The sample chapter might seem like a pointless exercise to a new author, even more so to an experienced author. After all, if you’ve written an acceptable proposal, surely you’ve proven to your acquisitions editor that you have good writing skills. Why do they need a sample chapter?
First of all, the sample chapter will help you (the author) determine if you can write to the series guidelines/template provided by the editor. You might be a great writer, but do you have the skills to write to the appropriate audience? Are you able to deliver on all the key elements in the series? Are you able to provide the right amount of material for each topic in the chapter?
Second, if you’ve never written a book before, you’ll see how long it takes to write a chapter. You ought to be able to extrapolate from that to determine a reasonable, and realistic, writing schedule for the entire book. If it takes you a week to write the sample, don’t assume you’ll be able to write each subsequent chapter in 2 days or less. Also, don’t let your acquisitions editor bully you into thinking you’ll be able to write faster. You know your schedule, your other commitments, etc., better than anyone else.
Use the sample chapter to your advantage. Insist on detailed feedback from the acquisitions editor and/or a development editor. If you’re going to invest your time in a sample chapter, the least they can do is give it a thorough review and help coach you. Be very skeptical if the editor simply says, “hey, it looked great…we don’t have any comments…keep writing!” This could be a warning signal that nobody had the time to look it over and they’re anxious to hit the next manuscript delivery date on the schedule. That could mean a lot of rework for you and the editor down the road.

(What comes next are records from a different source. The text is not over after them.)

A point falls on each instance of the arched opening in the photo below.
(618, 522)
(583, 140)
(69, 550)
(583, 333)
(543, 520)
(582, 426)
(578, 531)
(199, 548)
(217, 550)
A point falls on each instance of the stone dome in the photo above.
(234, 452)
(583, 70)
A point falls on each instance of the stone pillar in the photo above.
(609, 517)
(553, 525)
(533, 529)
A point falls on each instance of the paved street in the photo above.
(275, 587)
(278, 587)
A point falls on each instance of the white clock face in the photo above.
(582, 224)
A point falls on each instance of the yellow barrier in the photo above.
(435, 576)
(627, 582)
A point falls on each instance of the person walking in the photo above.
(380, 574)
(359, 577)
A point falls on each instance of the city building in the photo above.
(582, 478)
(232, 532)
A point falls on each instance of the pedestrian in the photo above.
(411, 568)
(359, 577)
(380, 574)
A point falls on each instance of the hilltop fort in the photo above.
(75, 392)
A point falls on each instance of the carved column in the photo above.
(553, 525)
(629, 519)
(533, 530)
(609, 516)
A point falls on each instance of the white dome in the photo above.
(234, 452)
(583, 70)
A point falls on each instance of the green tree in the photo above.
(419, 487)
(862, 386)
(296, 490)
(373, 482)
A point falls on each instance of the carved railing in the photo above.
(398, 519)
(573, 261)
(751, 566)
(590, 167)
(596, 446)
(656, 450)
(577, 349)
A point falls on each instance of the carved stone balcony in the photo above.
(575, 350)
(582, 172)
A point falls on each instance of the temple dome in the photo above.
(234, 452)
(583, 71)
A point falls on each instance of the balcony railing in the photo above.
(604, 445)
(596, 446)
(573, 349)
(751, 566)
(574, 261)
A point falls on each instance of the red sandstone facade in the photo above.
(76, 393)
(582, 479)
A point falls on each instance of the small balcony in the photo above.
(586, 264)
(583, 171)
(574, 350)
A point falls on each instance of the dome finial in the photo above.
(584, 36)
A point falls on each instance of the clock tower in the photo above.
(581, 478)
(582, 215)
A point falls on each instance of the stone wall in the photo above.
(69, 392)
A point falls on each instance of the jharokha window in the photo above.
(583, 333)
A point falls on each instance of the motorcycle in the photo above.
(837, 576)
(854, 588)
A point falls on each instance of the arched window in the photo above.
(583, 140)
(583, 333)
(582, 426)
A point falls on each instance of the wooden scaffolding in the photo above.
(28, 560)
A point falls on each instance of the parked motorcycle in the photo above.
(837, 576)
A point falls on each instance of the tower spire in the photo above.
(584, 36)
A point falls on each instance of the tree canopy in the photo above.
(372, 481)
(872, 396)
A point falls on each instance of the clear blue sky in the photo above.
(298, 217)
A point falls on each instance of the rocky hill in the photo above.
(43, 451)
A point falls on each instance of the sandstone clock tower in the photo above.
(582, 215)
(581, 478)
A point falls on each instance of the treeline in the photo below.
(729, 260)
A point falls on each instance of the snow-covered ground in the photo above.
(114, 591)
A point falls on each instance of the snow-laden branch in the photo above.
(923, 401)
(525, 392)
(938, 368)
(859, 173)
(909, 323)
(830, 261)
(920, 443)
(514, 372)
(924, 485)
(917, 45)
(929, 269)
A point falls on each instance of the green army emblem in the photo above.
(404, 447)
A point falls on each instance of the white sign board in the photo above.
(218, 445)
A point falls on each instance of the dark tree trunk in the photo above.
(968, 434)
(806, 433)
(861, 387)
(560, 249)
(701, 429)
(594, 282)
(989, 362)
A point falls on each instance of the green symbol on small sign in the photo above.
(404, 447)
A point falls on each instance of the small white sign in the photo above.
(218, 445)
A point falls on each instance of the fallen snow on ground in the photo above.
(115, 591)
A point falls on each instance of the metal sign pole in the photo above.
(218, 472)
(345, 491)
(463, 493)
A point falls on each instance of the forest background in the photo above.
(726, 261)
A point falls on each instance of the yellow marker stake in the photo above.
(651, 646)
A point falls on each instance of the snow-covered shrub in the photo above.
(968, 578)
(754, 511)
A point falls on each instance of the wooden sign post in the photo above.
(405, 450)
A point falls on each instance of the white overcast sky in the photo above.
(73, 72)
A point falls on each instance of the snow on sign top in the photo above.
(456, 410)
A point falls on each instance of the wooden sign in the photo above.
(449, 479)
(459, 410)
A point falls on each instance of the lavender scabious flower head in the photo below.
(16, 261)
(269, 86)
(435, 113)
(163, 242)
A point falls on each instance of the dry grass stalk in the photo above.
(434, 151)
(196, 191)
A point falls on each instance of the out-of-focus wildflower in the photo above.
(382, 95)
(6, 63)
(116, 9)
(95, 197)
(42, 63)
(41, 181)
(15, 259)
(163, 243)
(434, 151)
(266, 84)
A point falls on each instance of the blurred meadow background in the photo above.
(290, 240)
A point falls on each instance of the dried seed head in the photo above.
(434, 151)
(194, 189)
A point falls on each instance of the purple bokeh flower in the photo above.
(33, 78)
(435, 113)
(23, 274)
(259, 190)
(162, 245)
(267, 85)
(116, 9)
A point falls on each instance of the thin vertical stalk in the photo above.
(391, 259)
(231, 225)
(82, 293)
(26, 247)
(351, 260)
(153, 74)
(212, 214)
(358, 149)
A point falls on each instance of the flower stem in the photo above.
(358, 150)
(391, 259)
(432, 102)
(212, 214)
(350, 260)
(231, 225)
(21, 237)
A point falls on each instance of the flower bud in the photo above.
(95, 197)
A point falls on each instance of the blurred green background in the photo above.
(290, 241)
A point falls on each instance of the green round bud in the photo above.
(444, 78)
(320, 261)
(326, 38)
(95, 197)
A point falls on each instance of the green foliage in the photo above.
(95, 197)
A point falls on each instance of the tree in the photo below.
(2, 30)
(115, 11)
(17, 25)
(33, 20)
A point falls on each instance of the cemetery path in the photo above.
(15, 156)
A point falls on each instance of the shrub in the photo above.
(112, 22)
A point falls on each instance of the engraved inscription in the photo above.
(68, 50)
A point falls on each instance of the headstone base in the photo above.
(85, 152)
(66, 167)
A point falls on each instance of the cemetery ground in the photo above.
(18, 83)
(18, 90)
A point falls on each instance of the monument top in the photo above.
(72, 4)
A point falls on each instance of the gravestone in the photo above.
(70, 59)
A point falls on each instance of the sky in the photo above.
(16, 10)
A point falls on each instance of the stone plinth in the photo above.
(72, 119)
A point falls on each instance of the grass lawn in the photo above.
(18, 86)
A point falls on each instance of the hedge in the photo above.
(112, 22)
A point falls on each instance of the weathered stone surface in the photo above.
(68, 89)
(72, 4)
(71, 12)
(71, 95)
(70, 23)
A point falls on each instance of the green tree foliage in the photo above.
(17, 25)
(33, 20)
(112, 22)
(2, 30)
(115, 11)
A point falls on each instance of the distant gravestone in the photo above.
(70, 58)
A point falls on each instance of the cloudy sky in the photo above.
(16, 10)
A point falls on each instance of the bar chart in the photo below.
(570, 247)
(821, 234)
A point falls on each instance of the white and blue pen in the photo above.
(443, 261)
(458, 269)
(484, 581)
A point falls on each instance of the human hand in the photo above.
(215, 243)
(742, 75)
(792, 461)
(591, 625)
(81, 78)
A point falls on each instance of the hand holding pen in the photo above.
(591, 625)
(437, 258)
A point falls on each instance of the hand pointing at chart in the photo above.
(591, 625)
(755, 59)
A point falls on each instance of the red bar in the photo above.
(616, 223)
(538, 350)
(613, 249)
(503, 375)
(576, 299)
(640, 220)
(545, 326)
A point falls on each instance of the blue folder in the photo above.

By the way, be sure to keep track of the amount of time you have to spend reworking the sample chapter to address the editor’s feedback. This will help you gauge the amount of work you’ll be faced with at the author review stage for the rest of the manuscript. However, if the editor does a good job providing high-level feedback, you should incorporate that feedback in the later chapters, making for less author review work down the road.